To uncover additional attacker activity, tactics, techniques, and procedures (TTPs), as well as potential further leads, the command history of the hadoop user was examined. On Linux systems, this is primarily found in the following locations:


  • ~/.bash_history (for users with Bash shell)
  • Other shell history files depending on the configured shell


sudo cat /mnt/analysis/master/home/hadoop/.bash_history



To confirm whether the adversary extended their access from the Master server to the Slave nodes via SSH, the authentication logs (/var/log/auth.log) on the respective slave servers were examined. Below is the relevant excerpt from the Slave1 server’s auth.log file.

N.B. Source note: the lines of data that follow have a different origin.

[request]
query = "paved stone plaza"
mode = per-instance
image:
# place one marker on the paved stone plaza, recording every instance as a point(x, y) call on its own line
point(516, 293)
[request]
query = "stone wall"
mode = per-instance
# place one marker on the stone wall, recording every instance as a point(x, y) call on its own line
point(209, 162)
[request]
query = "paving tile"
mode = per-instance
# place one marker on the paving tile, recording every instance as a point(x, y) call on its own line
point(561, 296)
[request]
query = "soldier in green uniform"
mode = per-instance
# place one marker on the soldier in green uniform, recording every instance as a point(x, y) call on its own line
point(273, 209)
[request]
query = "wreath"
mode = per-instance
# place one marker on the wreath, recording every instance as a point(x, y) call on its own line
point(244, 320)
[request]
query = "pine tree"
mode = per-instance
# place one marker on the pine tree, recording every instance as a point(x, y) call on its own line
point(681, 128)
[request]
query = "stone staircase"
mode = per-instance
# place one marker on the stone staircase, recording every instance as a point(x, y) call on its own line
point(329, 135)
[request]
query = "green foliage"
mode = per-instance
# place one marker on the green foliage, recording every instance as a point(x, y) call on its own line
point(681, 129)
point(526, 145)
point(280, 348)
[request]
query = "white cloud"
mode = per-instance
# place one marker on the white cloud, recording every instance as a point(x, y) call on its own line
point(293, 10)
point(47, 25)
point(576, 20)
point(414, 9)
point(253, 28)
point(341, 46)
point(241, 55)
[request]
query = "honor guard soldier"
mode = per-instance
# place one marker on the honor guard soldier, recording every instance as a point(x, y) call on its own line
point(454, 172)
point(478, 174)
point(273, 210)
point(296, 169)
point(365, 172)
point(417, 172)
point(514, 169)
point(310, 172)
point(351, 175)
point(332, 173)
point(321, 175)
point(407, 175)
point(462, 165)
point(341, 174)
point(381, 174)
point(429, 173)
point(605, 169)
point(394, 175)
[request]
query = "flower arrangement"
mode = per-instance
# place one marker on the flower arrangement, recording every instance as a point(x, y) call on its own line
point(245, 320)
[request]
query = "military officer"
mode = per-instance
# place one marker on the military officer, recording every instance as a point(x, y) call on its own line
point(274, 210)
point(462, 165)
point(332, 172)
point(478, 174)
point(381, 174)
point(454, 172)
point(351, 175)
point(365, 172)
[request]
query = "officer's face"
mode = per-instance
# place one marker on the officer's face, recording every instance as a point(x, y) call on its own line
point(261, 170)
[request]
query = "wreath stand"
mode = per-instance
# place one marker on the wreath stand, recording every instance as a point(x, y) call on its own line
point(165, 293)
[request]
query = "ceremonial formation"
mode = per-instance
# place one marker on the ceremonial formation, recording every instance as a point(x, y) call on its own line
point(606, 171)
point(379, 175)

sudo cat /mnt/analysis/slave/var/log/auth.log



Below is the relevant excerpt from the Slave2 server’s auth.log file.



Reviewing auth.log entries across the slave nodes allows analysts to correlate successful SSH logins with the source IP (typically the Master server or the attacker’s pivot point), timestamps, and the target user account (e.g., hadoop). This helps reconstruct the full lateral movement path within the HDFS cluster and identify whether the attacker used the same compromised credentials or established additional persistence mechanisms on the slave nodes.


Examination of the authentication logs across the cluster confirms that the adversary employed SSH for lateral movement from the Master server to the Slave nodes. Specifically, the attacker leveraged the SSH public keys stored in /home/hadoop/.ssh/authorized_keys on the Master server to authenticate successfully to both Slave1 and Slave2.


This key-based authentication allowed passwordless access, a common technique used by adversaries to move stealthily across networked systems after establishing an initial foothold.


To uncover additional attacker activity and potential leads, the Bash command history (.bash_history) for the hadoop user was examined on both Slave1 and Slave2 servers.



The analysis revealed the deletion of the file 45010 from temporary directories on both slave nodes. As previously determined through disassembly, this ELF binary was a local kernel exploit used for privilege escalation.


The digital forensic examination of the compromised HDFS cluster supports the following key findings:


  • Initial Access: The adversary compromised the cluster through a successful brute-force attack against weak credentials, specifically targeting the hadoop account.
  • Privilege Escalation: Post-exploitation, the attacker deployed the kernel vulnerability CVE-2017-16995 (via the ELF binary 45010) to escalate privileges from the hadoop user to root.
  • Persistence: Following privilege escalation, the adversary installed a custom systemd service (cluster.service) that executed a PHP webshell (cluster.php) for persistent remote access.
  • Lateral Movement: The attacker utilized SSH key-based authentication (leveraging /home/hadoop/.ssh/authorized_keys from the Master node) to pivot successfully to Slave1 and Slave2.